Ma ha un filo conduttore ben preciso, soddisfa la curiosità di chiunque si sia mai chiesto come sia nato The Hour Of Bewilderbeast in quelle coordinate spazio/temporali e per tutti gli altri, comunque, racconta una storia abbastanza incredibile ambientata in un tempo in cui tante cose sembravano poter avere uno scopo importante (certo, per i profani 95′ del genere potrebbero non essere facilissimi da affrontare).

Racconta anche, sottotraccia, la storia della Twisted Nerve – più che una vera e propria etichetta discografica, un collettivo che ruotava attorno ad Andy Votel e Damon Gough stesso ed alla loro amicizia.

Oltre il regista, presenti in sala anche alcuni altri protagonisti della narrazione, su tutti proprio Andy Votel – oggi, con la sua  Finders Keepers Records si occupa soprattutto di ripubblicare dischi assai oscuri – e Ken Nelson, co-produttore di The Hour Of Bewilderbeast (e uomo dietro la consolle in album come Parachutes, A Rush Of Blood To The Head e X&Y dei Coldplay, tra gli altri): sembra quasi una reunion.

La proiezione è un viaggio attraverso la realtà in cui Badly Drawn Boy ed i suoi accoliti hanno vissuto alla fine degli anni ’90 e nella prima alba di questo millennio; nel question time, improvvisamente, tutta la distanza da ora ad allora si materializza: Damon Gough ammette di essere alla ricerca di una scintilla creativa ormai da anni; nulla che lo riporti prepotente a quei fasti (impossibile per molte ragioni), ma qualcosa che gli permetta quantomeno di vincere l’insicurezza che lo oscura da molto tempo.

Ecco spiegato il silenzio creativo, il volare basso e volontà di celebrare The Hour Of Bewilderbeast come momento per ripresentarsi al pubblico.
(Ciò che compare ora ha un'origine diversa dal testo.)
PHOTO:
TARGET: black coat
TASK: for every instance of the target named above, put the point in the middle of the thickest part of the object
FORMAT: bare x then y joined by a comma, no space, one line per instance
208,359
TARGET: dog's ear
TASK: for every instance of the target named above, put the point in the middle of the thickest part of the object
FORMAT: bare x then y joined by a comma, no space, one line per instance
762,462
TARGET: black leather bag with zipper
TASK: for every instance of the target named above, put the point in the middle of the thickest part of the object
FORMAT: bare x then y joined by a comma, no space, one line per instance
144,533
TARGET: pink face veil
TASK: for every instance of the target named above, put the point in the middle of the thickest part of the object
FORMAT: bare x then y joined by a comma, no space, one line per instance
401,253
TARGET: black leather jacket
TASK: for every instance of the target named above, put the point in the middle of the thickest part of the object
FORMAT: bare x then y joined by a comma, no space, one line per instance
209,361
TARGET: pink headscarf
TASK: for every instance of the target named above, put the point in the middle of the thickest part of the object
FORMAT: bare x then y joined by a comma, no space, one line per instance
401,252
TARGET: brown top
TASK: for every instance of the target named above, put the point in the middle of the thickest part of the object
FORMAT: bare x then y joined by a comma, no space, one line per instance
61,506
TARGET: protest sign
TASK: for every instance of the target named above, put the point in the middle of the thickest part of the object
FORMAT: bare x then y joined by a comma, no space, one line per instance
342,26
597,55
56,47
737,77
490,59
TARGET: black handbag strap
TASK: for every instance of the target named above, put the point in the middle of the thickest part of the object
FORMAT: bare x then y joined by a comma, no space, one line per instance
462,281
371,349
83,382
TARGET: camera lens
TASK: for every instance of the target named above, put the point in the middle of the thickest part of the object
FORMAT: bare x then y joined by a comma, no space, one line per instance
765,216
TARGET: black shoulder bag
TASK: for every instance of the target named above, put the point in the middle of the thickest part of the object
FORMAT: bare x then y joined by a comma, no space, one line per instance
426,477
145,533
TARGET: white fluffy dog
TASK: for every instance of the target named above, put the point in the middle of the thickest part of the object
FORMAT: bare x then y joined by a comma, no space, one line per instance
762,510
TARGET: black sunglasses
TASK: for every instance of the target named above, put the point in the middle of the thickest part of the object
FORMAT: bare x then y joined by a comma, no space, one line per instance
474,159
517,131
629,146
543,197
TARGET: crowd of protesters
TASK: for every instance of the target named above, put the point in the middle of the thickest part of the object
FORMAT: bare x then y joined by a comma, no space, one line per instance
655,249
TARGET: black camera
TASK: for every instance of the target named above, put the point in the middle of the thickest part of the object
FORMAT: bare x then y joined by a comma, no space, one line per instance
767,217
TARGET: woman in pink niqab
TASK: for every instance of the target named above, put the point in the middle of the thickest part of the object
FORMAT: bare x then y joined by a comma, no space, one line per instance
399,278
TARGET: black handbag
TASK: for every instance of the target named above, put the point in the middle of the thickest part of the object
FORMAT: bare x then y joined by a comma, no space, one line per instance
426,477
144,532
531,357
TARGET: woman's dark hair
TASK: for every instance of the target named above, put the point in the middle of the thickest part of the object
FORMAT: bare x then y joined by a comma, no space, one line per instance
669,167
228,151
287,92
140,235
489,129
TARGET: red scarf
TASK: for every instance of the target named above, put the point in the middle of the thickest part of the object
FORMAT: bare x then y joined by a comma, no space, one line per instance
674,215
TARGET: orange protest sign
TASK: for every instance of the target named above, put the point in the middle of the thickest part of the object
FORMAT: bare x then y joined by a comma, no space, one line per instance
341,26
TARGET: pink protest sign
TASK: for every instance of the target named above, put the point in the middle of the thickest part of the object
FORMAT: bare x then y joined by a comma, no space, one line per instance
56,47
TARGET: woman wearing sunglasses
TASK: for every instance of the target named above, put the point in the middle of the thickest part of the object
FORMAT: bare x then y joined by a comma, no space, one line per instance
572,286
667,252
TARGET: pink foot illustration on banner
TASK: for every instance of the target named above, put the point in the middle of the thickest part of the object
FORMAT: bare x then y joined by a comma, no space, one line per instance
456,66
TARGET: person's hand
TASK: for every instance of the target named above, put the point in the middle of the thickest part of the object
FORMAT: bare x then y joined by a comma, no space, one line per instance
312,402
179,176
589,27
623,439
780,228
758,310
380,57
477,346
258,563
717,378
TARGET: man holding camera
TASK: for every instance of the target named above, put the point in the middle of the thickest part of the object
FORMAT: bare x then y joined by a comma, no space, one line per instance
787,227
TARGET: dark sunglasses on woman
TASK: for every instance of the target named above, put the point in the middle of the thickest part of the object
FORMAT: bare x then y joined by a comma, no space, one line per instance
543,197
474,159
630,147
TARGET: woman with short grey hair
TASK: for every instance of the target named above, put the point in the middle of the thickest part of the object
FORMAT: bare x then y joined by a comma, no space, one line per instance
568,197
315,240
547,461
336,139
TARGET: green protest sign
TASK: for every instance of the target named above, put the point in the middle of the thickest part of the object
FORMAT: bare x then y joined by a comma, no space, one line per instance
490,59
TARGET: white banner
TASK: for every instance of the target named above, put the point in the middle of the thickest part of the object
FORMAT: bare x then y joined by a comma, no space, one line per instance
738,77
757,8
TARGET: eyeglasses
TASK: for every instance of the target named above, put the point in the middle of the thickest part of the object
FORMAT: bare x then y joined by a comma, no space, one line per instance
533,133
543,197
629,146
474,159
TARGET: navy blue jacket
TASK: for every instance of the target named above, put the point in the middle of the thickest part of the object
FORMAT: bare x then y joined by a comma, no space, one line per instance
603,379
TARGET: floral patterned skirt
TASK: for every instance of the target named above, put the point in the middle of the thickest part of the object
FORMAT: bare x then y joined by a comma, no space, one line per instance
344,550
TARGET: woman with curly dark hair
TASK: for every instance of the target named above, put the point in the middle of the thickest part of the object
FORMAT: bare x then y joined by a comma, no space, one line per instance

Se c’è qualcosa che ci portiamo via da questa serata è l’immagine di un Badly Drawn Boy gioviale ma smarrito, che pare ancora dover fare i conti con una carriera arenatasi sugli scarsi numeri delle sue ultime uscite, con le attuali logiche dell’industria musicale (che lo ignora), con una vita coniugale andata a rotoli e con un pubblico meno spensierato e sempre più esiguo.

E che per quanto prometta che entro la fine dell’anno avremo sue notizie, pare quasi essere il primo a non crederci fino in fondo.

Usciamo, e nonostante l’orario le strade del centro di Liverpool sono più animate di quando siamo arrivati: i tifosi usciti da Alfield scorrazzano in giro festosi, i pub sono pieni e i posti in cui è ancora possibile mangiare un boccone sono presi d’assalto.

Nel ricordarci come stavamo vent’anni fa, About A Badly Drawn Boy: The Story Of The Hour Of Bewilderbeast avrebbe dovuto metterci addosso una legittima malinconia; c’è e non è facile ignorarla, ma più che dal pensiero del passato è data dall’aver constatato un presente brutalmente onesto al quale non eravamo preparati.